V. From Conflict to Constitutional Lessons
The Polish experience demonstrates that freedom of religion in education cannot be secured by legal text alone. Cooperation between the State and religious communities, faithful implementation of constitutional principles, and sensitivity to social and political dynamics are all essential. At its core, the current crisis is not about whether religion belongs in public schools. It is about how constitutional principles are implemented—and whether they are treated as binding norms or adjustable policy preferences. Poland’s Constitution provides clear answers: denominational teaching is lawful, voluntariness is essential, pluralism must be respected, and cooperation is obligatory. Experiences from recent controversies show that legal frameworks gain meaning only when embedded in a culture of dialogue, procedural transparency, and institutional accountability.
Poland’s experience offers a cautionary lesson for all societies committed to religious freedom: when constitutional guarantees are subject to political manipulation, even a majority faith can find itself under pressure, while minority perspectives can be leveraged to marginalize religion more broadly (see comparative analysis of religious expression in schools in Poland and the United States).
One constructive response would be the establishment of an independent ombudsman for religious freedom in education, tasked with promoting dialogue, fostering tolerance, and guiding administrators, teachers, and students in navigating religious diversity. By investing in education that respects both freedom of conscience and pluralism, societies can prevent the politicization of religious practice and cultivate inclusive, respectful learning environments.
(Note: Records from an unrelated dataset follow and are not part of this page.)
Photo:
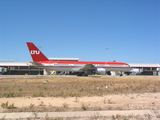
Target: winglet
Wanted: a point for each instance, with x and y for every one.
(36, 54)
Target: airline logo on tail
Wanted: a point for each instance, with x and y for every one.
(35, 52)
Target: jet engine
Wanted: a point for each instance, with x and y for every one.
(100, 71)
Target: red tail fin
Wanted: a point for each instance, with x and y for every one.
(36, 54)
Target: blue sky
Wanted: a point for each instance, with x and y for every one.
(81, 29)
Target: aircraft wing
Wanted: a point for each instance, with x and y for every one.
(88, 66)
(36, 64)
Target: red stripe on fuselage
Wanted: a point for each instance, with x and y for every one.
(82, 62)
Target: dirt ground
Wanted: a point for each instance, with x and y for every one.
(118, 101)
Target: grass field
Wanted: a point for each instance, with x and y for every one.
(77, 86)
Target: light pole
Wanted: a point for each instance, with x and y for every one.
(106, 53)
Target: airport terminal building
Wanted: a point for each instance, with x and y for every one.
(22, 68)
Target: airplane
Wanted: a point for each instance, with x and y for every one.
(83, 68)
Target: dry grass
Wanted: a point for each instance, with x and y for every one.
(77, 87)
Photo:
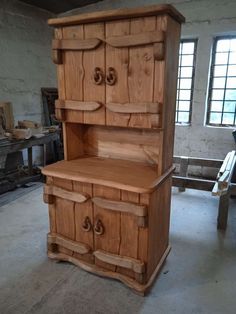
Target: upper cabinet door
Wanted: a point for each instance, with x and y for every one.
(83, 60)
(130, 98)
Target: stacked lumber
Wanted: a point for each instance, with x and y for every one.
(224, 175)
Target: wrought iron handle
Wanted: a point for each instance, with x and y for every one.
(99, 228)
(86, 226)
(98, 76)
(111, 77)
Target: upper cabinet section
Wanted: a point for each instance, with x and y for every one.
(112, 72)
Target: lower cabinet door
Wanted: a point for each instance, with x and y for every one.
(116, 235)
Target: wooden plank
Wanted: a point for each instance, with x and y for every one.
(129, 239)
(119, 60)
(121, 143)
(73, 146)
(62, 193)
(183, 170)
(82, 211)
(64, 215)
(141, 78)
(119, 14)
(143, 234)
(91, 60)
(142, 38)
(134, 107)
(158, 238)
(109, 241)
(192, 183)
(75, 44)
(223, 208)
(77, 105)
(121, 206)
(130, 282)
(74, 246)
(74, 72)
(203, 162)
(51, 211)
(121, 174)
(126, 262)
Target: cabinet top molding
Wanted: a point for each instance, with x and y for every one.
(118, 14)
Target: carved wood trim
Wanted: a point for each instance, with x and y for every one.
(76, 44)
(77, 247)
(152, 107)
(125, 207)
(77, 105)
(136, 40)
(127, 262)
(62, 193)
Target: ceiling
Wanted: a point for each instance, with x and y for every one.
(59, 6)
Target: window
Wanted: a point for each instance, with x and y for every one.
(221, 110)
(187, 60)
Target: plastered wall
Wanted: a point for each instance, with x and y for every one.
(25, 60)
(204, 20)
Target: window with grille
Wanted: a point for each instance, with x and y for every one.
(221, 109)
(186, 71)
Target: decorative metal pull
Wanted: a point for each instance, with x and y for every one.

What is at stake is constitutional culture. In the Polish constitutional order, neutrality is not equated with the exclusion of religion from the public sphere. Instead, it is conceived as positive impartiality: the state does not identify with any belief system, but it also does not suppress religious expression or treat it as inherently suspect. This distinction is central to understanding both the legal framework governing religious education in Poland and the controversies that have emerged around it. Neutrality achieved through exclusion breeds conflict, while neutrality grounded in cooperation fosters stability. These questions extend far beyond Poland. They go to the heart of democratic governance in pluralistic societies, reminding us that constitutional law ultimately lives not only in judgments and statutes, but in classrooms, school corridors, and everyday social practice.